SAT Solver using DPLL

This code was originally written as an assignment for the course EE677: Foundations of VLSI CAD at IIT Bombay. The code solves a satisfiabilty problem in Conjuctive Normal Form (CNF) using the famous DPLL Algorithm. If the problem is satisfiable, one possible solution is returned.

Algorithm

The code is written in Python 3, it might not be compatible with previous versions. The problem is defined in CNF form.
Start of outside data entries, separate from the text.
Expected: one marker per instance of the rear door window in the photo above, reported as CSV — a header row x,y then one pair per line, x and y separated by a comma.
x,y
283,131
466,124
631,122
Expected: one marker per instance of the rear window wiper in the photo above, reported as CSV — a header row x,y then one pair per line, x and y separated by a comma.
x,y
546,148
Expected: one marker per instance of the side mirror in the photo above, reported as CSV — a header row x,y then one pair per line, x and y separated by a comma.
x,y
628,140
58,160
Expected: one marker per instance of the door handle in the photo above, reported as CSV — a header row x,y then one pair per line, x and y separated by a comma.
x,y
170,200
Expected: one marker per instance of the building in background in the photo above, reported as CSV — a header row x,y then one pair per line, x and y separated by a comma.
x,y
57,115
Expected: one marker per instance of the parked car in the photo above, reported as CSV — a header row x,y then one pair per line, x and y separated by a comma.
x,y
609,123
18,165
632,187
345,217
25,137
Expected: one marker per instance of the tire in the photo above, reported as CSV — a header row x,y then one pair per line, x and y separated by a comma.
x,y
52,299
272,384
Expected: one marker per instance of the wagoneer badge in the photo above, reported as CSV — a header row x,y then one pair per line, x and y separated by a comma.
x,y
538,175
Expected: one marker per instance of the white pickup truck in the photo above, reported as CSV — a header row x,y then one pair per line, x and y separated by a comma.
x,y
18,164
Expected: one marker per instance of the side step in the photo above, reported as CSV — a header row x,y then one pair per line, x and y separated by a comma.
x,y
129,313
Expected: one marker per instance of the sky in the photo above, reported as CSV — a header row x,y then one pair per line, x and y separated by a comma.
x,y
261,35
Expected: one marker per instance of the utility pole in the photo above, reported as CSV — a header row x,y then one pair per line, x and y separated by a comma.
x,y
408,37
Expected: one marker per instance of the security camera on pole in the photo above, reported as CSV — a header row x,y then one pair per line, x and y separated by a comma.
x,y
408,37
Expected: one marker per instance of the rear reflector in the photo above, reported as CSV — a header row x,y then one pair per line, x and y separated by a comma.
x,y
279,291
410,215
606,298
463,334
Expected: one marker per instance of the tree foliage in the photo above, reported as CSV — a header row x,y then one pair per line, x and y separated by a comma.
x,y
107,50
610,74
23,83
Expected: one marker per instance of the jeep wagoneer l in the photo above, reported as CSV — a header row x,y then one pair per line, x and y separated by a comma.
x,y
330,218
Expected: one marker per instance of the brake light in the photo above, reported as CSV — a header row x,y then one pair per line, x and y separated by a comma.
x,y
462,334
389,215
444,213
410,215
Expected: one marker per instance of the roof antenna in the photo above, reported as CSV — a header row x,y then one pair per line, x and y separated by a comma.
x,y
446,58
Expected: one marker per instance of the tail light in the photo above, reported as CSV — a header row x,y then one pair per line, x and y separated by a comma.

The DPLL algorithm can be explained by the following pseudocode.

solve_dpll(cnf):
    while(cnf has a unit clause {X}):
        delete clauses contatining {X}
        delete {!X} from all clauses
    if null clause exists:
        return False
    if CNF is null:
        return True
    select a literal {X}
    cnf1 = cnf + {X}
    cnf2 = cnf + {!X}
    return solve_dpll(cnf1)+solve_dpll(cnf2)

Usage

• Please write the CNF form problem in a text file in the following way.
• For Example: (!B+A+!C)(B+A+!C)(!B+!A+!C)(B)(C) will be written as

!B A !C
B A !C
!B !A !C
B
C

• Save it in <filename> (example problem.txt).
• Run the following command

$ python3 SATSolver.py --input problem.txt

Example

For CNF = (!B+A+!C)(B+A+!C)(!B+!A+!C)(B)(C), we get

CNF = (!B+A+!C)(B+A+!C)(!B+!A+!C)(B)(C)
Units = ['C', 'B']
CNF after unit propogation = (!A)(A)

CNF = (!A)(A)(A)
Units = ['!A', 'A']
CNF after unit propogation = ()
Null clause found, backtracking...

CNF = (!A)(A)(!A)
Units = ['!A', 'A']
CNF after unit propogation = ()
Null clause found, backtracking...

Reached starting node!
Number of Splits = 3
Unit Propogations = 6

Result: UNSATISFIABLE

TODO

• Refactor into a pythonic module
• Update README
• Use argparse for command line inputs
• Add a verbosity command line option